IF CARBON trading gets up, the Federal Government will "cap" or put a limit on how much greenhouse gas can be emitted in a given year. That much is reasonably widely understood.
What remains less well understood is that, in doing so, that cap will also put a limit on the cuts to emissions possible that year too.
Let's take a hypothetical example to see how it is all supposed to work.
Fast forward to 2011, and pretend that the Rudd Government's Carbon Pollution Reduction Scheme (CPRS) is up and running, and that there is now a cap on Australia's emissions for 2011 of 500 million tonnes.
We also have a target of a 5 per cent cut in emissions below this level by 2020. This means that by 2020, emissions need to have been cut to 475 million tonnes.
Permits allowing emissions up to 500 million tonnes have been issued to Australia's 1000 biggest industrial polluters, such as coal-fired power generators, through a series of auctions and free handouts.
If those companies cannot make emissions cuts here in Australia, they can simply buy "carbon credits" from overseas, guaranteeing that — on paper at least — we always achieve our targets.
Now let's say for argument's sake that Victoria has just finished building a giant new solar power plant, which was built with funding from the Brumby Government.
The idea of promoting renewable energy is to slow down the need for new gas and coal-fired power stations, cutting greenhouse emissions in the process.

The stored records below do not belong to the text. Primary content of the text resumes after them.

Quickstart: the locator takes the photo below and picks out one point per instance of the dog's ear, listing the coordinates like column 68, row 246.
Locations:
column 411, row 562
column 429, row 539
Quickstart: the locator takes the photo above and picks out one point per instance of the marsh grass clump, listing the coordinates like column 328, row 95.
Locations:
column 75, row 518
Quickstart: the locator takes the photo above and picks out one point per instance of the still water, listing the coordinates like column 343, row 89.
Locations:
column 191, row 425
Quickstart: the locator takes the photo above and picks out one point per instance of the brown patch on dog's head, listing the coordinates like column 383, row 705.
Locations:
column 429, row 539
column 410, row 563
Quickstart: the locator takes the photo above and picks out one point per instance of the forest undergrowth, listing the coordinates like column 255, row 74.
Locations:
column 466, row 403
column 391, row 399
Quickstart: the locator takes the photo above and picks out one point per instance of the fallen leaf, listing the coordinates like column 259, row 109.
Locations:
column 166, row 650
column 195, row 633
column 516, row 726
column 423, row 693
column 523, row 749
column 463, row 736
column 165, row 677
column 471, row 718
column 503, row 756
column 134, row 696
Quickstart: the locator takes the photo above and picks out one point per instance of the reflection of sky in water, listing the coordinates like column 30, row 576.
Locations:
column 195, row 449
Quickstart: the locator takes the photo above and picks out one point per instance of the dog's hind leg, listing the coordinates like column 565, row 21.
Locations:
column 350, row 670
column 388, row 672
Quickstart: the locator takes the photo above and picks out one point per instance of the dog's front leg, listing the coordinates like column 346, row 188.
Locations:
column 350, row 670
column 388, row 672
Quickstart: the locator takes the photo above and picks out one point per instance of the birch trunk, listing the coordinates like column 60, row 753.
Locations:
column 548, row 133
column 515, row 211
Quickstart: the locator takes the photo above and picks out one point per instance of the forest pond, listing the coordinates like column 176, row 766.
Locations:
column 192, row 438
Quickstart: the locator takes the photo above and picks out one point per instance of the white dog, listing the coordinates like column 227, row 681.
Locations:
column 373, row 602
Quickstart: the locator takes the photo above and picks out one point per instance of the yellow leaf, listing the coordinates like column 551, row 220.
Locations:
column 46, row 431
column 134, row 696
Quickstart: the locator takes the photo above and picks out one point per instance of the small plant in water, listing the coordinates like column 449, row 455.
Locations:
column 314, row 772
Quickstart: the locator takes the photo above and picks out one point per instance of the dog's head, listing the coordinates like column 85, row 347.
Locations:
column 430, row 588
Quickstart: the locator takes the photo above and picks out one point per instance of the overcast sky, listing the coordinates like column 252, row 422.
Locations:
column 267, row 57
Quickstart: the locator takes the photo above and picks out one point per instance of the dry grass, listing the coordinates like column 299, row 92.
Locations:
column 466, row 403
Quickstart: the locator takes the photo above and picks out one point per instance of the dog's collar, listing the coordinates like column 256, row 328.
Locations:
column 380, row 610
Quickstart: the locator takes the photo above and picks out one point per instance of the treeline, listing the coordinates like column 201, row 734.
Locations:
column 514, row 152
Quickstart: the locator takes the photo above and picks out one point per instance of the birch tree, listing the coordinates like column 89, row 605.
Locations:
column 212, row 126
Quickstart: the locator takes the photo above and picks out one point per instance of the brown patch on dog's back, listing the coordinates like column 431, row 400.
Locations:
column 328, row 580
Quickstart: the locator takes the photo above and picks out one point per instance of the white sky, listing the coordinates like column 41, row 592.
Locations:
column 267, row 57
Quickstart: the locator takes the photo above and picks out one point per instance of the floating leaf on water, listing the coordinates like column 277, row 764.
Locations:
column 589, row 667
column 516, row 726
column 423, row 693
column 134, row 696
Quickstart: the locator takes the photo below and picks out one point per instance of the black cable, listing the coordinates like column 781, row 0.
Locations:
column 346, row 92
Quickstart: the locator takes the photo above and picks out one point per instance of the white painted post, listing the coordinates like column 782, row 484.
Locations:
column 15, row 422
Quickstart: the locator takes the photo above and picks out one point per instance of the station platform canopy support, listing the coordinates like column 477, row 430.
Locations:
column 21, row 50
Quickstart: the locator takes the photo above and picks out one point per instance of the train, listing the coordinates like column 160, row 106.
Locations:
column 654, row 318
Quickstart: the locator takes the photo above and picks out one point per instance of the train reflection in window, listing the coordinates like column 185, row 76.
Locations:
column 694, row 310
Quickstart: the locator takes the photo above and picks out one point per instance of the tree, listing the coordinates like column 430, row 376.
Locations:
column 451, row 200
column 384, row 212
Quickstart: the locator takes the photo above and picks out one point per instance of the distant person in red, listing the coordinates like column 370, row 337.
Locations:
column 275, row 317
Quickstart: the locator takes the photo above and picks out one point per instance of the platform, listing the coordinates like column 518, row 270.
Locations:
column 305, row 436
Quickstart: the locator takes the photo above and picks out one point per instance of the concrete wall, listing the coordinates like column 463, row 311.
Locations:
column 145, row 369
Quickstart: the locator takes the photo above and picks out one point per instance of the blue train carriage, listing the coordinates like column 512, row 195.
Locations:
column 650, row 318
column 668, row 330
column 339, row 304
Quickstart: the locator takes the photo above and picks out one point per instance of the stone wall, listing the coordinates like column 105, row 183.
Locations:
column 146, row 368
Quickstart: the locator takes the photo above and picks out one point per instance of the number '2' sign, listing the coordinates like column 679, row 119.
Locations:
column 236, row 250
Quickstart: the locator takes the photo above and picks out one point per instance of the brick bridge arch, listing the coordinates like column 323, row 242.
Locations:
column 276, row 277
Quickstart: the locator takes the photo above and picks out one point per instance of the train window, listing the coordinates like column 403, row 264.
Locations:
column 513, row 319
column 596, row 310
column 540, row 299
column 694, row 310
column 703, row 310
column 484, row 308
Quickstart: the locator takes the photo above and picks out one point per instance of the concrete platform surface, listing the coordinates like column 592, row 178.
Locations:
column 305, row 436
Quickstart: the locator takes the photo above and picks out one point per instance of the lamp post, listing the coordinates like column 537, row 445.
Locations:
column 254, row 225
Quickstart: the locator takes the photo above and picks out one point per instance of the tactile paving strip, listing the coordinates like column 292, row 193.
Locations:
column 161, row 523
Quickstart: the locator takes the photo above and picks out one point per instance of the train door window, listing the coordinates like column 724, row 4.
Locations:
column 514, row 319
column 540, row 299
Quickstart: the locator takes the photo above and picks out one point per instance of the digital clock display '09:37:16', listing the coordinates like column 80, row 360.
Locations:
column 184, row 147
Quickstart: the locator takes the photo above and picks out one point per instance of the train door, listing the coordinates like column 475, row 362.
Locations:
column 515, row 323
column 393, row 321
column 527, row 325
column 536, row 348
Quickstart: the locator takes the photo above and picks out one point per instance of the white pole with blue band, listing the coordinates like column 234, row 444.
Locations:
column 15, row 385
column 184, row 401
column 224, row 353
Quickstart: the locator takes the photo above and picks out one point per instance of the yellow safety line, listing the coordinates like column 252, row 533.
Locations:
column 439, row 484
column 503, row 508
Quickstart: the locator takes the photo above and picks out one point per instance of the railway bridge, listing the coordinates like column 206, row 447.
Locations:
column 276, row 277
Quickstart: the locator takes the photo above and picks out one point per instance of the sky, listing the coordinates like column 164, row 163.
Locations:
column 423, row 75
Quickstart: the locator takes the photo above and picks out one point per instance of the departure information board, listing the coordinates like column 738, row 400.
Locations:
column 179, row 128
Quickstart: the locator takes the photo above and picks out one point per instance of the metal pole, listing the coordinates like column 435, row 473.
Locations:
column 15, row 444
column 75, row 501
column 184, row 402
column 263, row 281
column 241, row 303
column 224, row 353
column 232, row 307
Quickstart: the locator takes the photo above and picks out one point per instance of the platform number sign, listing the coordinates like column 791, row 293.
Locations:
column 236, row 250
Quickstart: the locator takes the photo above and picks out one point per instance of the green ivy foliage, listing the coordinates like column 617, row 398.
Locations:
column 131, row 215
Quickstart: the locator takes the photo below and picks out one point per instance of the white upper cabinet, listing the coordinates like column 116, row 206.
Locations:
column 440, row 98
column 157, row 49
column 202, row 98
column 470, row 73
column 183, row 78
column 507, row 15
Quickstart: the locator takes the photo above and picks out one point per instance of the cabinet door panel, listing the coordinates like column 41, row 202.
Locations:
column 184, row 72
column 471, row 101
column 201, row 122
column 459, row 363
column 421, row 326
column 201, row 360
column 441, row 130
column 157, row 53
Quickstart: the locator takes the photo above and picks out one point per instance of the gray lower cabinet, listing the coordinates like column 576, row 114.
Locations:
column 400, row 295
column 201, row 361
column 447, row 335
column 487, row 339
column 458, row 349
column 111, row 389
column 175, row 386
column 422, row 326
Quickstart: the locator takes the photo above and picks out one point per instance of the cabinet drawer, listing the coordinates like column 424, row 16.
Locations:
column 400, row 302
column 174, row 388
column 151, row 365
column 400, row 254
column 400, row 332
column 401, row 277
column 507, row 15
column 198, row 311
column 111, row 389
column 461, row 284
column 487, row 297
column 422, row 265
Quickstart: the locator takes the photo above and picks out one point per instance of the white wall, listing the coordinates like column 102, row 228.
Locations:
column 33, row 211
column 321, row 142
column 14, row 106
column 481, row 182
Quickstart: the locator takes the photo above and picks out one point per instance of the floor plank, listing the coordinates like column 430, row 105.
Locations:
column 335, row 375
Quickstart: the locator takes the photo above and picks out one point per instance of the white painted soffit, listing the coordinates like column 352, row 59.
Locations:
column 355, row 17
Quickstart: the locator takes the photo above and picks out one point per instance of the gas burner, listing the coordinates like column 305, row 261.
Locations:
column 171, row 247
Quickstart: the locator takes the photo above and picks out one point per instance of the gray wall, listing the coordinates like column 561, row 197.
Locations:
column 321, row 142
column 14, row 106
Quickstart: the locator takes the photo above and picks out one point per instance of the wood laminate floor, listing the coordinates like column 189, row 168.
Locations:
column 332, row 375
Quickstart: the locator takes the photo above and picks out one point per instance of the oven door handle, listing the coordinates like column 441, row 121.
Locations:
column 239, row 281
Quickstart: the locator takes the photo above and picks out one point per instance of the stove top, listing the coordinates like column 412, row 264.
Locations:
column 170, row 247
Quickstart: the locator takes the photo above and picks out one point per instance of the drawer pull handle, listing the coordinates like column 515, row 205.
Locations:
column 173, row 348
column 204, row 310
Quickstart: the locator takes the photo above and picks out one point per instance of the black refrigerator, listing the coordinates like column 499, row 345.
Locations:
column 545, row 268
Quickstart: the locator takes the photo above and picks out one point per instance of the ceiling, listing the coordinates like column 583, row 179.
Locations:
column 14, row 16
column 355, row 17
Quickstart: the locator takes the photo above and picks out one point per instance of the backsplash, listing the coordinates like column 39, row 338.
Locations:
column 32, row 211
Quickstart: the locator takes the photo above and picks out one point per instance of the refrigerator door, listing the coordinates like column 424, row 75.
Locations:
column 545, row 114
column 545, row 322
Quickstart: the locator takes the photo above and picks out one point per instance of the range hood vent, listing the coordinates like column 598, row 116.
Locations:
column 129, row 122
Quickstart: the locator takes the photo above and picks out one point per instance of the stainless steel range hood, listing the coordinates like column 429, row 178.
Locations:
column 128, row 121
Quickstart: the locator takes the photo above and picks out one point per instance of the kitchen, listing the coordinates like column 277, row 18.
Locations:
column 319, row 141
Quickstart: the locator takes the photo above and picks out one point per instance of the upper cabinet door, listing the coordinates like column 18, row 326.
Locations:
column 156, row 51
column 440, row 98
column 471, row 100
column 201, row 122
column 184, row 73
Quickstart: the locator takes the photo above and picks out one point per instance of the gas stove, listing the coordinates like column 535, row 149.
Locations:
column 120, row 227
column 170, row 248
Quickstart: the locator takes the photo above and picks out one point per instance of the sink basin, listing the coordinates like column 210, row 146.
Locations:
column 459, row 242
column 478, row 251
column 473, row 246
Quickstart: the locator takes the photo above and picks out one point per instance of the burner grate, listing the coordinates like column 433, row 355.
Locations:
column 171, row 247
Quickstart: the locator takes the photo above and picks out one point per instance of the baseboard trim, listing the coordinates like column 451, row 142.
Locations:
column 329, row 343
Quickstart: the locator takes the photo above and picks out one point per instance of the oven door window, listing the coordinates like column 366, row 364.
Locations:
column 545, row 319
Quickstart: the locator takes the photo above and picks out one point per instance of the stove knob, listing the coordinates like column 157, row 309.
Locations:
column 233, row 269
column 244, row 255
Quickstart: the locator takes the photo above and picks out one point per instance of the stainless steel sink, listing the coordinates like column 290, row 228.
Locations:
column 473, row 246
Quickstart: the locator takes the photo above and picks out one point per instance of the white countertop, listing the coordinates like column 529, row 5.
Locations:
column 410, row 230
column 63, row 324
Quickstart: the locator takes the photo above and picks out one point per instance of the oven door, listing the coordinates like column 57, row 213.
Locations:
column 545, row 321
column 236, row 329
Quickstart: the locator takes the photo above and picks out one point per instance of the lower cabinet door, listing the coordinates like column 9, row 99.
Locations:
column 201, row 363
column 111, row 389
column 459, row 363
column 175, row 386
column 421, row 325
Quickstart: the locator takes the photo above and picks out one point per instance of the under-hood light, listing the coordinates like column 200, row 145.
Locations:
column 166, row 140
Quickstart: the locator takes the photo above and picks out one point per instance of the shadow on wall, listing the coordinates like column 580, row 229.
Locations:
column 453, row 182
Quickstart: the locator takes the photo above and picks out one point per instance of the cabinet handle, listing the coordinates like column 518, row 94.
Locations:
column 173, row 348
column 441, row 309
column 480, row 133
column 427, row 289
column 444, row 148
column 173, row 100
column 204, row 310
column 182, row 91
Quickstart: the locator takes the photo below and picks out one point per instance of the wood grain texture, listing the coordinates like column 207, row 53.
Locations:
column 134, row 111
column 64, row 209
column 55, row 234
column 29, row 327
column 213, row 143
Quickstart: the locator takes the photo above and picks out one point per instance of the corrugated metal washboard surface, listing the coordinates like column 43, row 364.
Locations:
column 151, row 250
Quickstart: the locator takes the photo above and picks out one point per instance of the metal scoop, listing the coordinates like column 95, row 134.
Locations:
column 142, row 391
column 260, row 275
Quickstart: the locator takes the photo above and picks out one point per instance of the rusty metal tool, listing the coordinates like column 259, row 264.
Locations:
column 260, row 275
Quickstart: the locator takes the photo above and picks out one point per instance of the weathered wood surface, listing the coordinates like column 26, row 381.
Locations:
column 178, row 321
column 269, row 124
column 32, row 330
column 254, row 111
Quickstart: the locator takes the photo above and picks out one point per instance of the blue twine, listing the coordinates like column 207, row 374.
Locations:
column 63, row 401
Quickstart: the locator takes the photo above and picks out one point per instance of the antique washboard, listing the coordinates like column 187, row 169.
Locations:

But state-funded projects like that will not deliver any extra emission cuts under the CPRS.
The reason is that the Federal Government would still issue 500 million emission permits — one permit for every tonne that can legally be emitted.
So the State Government-backed solar power station would not cut national emissions in 2011.
The Federal Government will also set emissions five years in advance, so even if it decided to aim for tougher greenhouse targets, a new cap that was set in 2012 would not take effect until 2017.